Cabrita, o bandido doce
Não
foi nem uma, nem duas vezes que o encontrei muito doidão, chorando, largado no
leito da calçada do Josino Viana. Era sempre assim quando estava na rua, livre.
Entre uma ação e outra, enchia a cara. Ativada pela reação etílica, reinava no íntimo
dele a mais dolorida e emocionada reflexão. Ficava jogado, escorado no muro da
escola. Os moleques passando, mexendo com ele, tirando onda, avacalhando,
fazendo rimas com o ‘ita’ de Cabrita. Ele nem seu souza. Fazia um resmungo
vazio, tirava uma distância no olhar, vislumbrava uma lembrança, uma tristeza
longe. Chorava. As pontas dos dedos, algumas cicatrizando; outras, ainda em
carne viva, resultado dos corretivos, diziam, recebidos na última temporada no
pátio da central. Eu era moleque, andava por ali todos os dias no caminho para
a Aparecida. Tinha motivos para ter medo do Cabrita. Mas não. Passava por ele
devagarzinho, imaginava o que ele estava sentindo. O que me ocorria era uma
compaixão infantil, um altruísmo pueril. No meu pensamento, recriava a
personalidade dele, reestruturava-lhe a índole. E isso me fazia crer que ele
era um bandido doce.
Porque
malino mesmo não era. Era um oportunista. Vagava pelos quintais na alta
madrugada, espreitava galinheiros populosos, atinava para uma bicicleta largada
no chagão, uma roupa esquecida quarando, analisava a porta das casas pra ver se
não tinha um ferrolho empenado, uma tramela girada, trancas mal trancadas que
deixavam as portas entreabertas; procurava por bandas de janelas pensas e
separadas entre si. Aproveitava as chances e subtraía um bem menor, uma
quinquilha para vender ali adiante e usar o dinheiro para financiar dias e dias
de porre. Nem consumidor de droga ilícita era. Nunca se ouviu dizer que
portasse uma arma. Uma faquinha de pão sequer. No máximo recorria a um pé de
cabra para forçar uma ou outra proteção que lhe impedisse a ação. Quando
descoberto, corria. Rompia as cercas, pulava muros, dispersava a cachorrada com
pernadas no qual pega, varava numa rua estreita, cambava para os escurinhos e desaparecia
nos becos.
Era
chamado de Cabrita, não como cabrito, de vez que assim previne o gênero do
meliante. O apelido veio exatamente do som que ele emitia nas sessões de
choramingos. Um homenzarrão. Um teba d’um macho de mãos gigantescas, pés
gretados e tenazes, gogó saliente, olhos vermelhos e graúdos. Mas quando
chorava, entoava um berrinho fino, agudo, numa frequência e numa tonalidade que
destoava categoricamente da sua envergadura. Não era gemido de bodão nem de cabritinho.

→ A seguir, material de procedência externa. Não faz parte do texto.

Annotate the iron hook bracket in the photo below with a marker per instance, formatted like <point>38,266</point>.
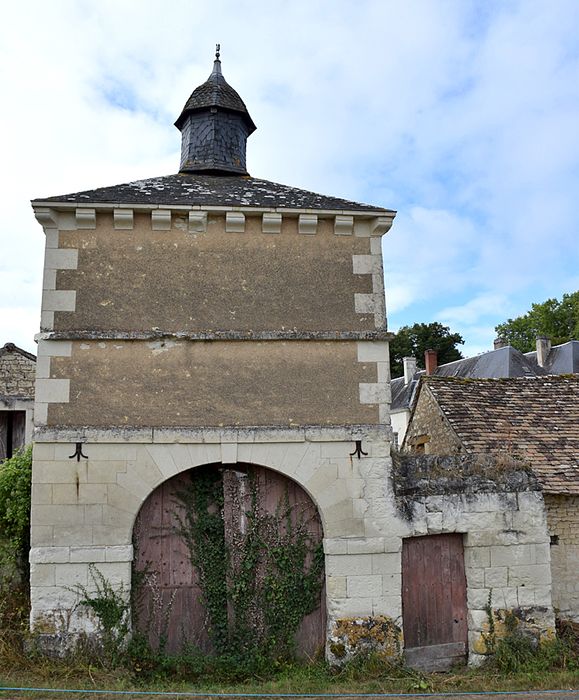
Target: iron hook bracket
<point>358,452</point>
<point>78,453</point>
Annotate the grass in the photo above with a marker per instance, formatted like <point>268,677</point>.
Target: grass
<point>372,675</point>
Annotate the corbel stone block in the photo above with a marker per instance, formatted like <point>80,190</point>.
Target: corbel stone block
<point>271,222</point>
<point>85,218</point>
<point>161,219</point>
<point>343,225</point>
<point>123,219</point>
<point>234,222</point>
<point>381,225</point>
<point>308,224</point>
<point>197,221</point>
<point>46,217</point>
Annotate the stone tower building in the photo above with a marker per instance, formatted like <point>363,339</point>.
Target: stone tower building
<point>213,323</point>
<point>209,317</point>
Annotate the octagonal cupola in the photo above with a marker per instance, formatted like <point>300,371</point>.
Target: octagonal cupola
<point>214,126</point>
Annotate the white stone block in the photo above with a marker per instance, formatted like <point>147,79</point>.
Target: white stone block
<point>119,553</point>
<point>308,224</point>
<point>197,221</point>
<point>271,222</point>
<point>336,586</point>
<point>49,279</point>
<point>42,574</point>
<point>391,584</point>
<point>477,557</point>
<point>161,219</point>
<point>530,575</point>
<point>59,300</point>
<point>389,606</point>
<point>364,586</point>
<point>87,555</point>
<point>515,555</point>
<point>49,555</point>
<point>47,320</point>
<point>387,563</point>
<point>381,225</point>
<point>70,575</point>
<point>372,393</point>
<point>336,546</point>
<point>364,303</point>
<point>363,264</point>
<point>365,545</point>
<point>55,348</point>
<point>85,218</point>
<point>345,565</point>
<point>343,225</point>
<point>234,222</point>
<point>496,577</point>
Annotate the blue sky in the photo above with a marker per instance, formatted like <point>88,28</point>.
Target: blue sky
<point>463,116</point>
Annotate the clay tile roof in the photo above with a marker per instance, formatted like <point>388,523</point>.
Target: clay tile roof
<point>535,418</point>
<point>211,190</point>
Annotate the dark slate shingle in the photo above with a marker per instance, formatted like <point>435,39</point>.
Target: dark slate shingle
<point>211,190</point>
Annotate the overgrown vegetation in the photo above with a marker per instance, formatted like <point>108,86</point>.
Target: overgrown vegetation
<point>15,480</point>
<point>558,320</point>
<point>257,582</point>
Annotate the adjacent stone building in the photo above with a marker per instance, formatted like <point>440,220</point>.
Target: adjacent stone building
<point>534,421</point>
<point>17,370</point>
<point>213,320</point>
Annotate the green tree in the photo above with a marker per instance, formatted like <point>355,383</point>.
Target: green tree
<point>15,480</point>
<point>558,320</point>
<point>412,341</point>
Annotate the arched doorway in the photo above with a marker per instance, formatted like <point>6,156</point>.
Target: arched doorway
<point>229,558</point>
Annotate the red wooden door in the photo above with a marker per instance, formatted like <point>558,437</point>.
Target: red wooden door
<point>168,605</point>
<point>434,608</point>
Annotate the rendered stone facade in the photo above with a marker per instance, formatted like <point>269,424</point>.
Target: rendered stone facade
<point>195,320</point>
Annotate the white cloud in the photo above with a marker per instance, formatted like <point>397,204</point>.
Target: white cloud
<point>461,115</point>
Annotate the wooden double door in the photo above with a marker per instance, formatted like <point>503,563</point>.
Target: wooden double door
<point>434,604</point>
<point>168,596</point>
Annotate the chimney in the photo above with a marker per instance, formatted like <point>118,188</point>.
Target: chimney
<point>409,369</point>
<point>543,350</point>
<point>430,361</point>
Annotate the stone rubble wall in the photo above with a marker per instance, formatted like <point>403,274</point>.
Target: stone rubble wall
<point>563,523</point>
<point>84,512</point>
<point>17,375</point>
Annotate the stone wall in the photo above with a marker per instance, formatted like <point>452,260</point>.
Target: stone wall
<point>230,276</point>
<point>180,383</point>
<point>428,427</point>
<point>16,373</point>
<point>563,523</point>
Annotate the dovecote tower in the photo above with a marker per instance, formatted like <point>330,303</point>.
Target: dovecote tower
<point>210,320</point>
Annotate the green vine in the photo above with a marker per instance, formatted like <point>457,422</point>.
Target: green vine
<point>258,581</point>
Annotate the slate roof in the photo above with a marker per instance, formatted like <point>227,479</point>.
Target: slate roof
<point>562,359</point>
<point>536,418</point>
<point>216,92</point>
<point>211,190</point>
<point>500,363</point>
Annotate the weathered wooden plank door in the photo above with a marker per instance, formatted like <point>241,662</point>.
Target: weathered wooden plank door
<point>168,607</point>
<point>434,607</point>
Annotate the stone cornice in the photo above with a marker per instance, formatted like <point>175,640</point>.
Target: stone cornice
<point>377,335</point>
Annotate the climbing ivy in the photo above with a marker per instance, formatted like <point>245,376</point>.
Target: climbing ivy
<point>258,581</point>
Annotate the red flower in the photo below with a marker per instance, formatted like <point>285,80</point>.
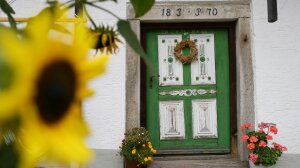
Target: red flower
<point>262,125</point>
<point>284,148</point>
<point>273,129</point>
<point>278,146</point>
<point>251,146</point>
<point>253,157</point>
<point>262,143</point>
<point>246,125</point>
<point>244,137</point>
<point>253,139</point>
<point>269,137</point>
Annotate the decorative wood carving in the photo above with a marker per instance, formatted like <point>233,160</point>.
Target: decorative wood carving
<point>187,92</point>
<point>204,118</point>
<point>203,69</point>
<point>170,69</point>
<point>171,116</point>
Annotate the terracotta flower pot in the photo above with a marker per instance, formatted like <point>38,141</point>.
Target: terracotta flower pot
<point>132,164</point>
<point>279,164</point>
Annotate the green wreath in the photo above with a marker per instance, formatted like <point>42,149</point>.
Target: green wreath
<point>193,51</point>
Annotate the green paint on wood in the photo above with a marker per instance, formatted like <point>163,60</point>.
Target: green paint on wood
<point>222,94</point>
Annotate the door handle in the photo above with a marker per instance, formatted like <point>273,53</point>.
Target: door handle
<point>151,80</point>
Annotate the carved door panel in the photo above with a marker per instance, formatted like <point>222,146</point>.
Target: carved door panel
<point>188,104</point>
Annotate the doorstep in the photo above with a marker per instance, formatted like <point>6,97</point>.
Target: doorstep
<point>198,161</point>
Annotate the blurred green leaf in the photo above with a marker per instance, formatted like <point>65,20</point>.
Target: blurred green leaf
<point>125,30</point>
<point>8,10</point>
<point>141,7</point>
<point>5,7</point>
<point>8,156</point>
<point>60,28</point>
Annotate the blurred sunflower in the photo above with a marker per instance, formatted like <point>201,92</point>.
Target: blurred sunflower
<point>52,126</point>
<point>106,39</point>
<point>14,74</point>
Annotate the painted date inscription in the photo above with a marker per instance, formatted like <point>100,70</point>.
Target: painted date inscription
<point>197,11</point>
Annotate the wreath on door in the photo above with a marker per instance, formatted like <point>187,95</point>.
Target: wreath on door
<point>183,58</point>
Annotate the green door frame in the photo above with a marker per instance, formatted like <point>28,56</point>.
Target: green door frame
<point>230,26</point>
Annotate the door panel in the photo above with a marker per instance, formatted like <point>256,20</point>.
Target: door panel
<point>188,104</point>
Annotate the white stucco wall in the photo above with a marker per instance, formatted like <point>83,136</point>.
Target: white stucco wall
<point>277,67</point>
<point>105,112</point>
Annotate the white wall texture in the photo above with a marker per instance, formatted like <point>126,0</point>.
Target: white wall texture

Diziam os populares que mais parecia um lamento de cabrita. Pegou. Virou Cabrita,
para mim, o bandido doce.
Certa
vez, estava na antecâmara do sono, junto ao muro. Desviei caminho e cheguei
pertinho dele. Andava sumido, tirando um tempo na prisão porque foi pego
roubando uma bateria de cozinha completinha. Tinha reaparecido por aqueles
dias. Nas mãos umas tiras de pano amarravam debilmente os dedos feridos. Era
verdade, me certifiquei. Arrancavam as unhas dele na cadeia.